Dördümüz de simsiyah kıyafetler içindeydik. Birbirinin eşi sayılacak siyah kapüşonlular ve pantolonlar giymiştik. Ellerimizde siyah, deri eldivenler vardı. Kahverengi, hafif dalgalı saçlarımı at kuyruğu halinde bağlayıp kapüşonumun altına sokmuştum. Ağız, burun ve yanaklarımızı kapatacak olan siyah maskelerimiz şimdilik çenelerimizin altında duruyordu.

Ayrıca Lori kucağımda oturuyordu ve kız elli kilo civarında olmasına rağmen bacaklarımı hissetmiyordum. Yol boyunca dizlerimin kıçına battığını söyleyerek mızmızlanmıştı.

Aaron kontağı kapattı ve oturduğu yerde gerindi. Yan dönerek üçümüze baktı.

"Planın üzerinden son defa geçiyorum," dedi ciddiyetle.

"Depoya arka kapıdan giriyoruz. Çünkü orası mal ikmali için kullanılıyor ve geçiş için parmak izine gerek yok. Anahtar bende. Hiçbir yerde parmak izi veya herhangi bir eşya bırakmıyoruz. İçerdeki hareketliliğin kameralardan görülüp müdahale edilmesi dört dakika sürecek. O süre içinde biz içeri girmiş, deponun arka taraflarındaki buzlukları kontrol etmiş ve çıkmış olacağız. Şanslıysak çıkarken beş kişi olacağız."

Biri ceset olmak üzere.

"Buzluğun anahtarı da bende. Ses çıkarmadığımız sürece dört dakika boyunca güvendeyiz. Eğer yakalanırsak ilk olarak Melia'nın dışarı çıktığından emin olacağız. Ama yakalanırsak diğer depolardaki güvenlik önlemleri artar. Kısacası, yakalanmıyoruz."

Rush asker selamı verdi. "Anlaşıldı kaptan."

"Biz bu işlerin adamıyız, kaptan," diyerek sırıttı Lorenzo.

Lunaparka gelmişiz gibi sevinçliydiler.

Lori dizlerimin üstünde rahatsızca kıpırdandı. "Arka koltuktan dalga dalga aptallık yayılıyor. Bu konuda çok rahatsızım."
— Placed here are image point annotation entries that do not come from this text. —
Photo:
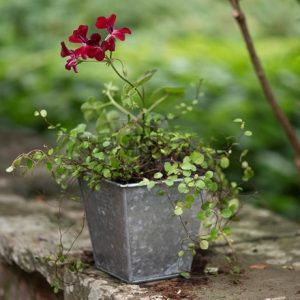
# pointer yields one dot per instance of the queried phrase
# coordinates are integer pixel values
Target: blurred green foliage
(185, 42)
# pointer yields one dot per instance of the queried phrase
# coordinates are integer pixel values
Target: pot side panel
(155, 234)
(105, 214)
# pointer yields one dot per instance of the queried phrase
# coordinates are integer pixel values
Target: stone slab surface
(266, 263)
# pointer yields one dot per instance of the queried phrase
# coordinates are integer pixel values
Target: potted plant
(145, 185)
Aaron bana hazır olduğumdan emin olmak istercesine baktı. Başımla onayladım.

Ben odaklanma konusunda gerçekten yetenekli bir insandım. Sanırım odaklanamadığım tek zaman önümde yarı çıplak bir Aaron olduğu zamandı.

Neyse. O konuyu hiç açmamak en iyisiydi.

Arabadan sessizce çıktık. Ne olur ne olmaz diyen Aaron anahtarı arabada bıraktı, bu sayede yakalanan olursa bile yakalanmayanlar arabayla kaçabilecekti.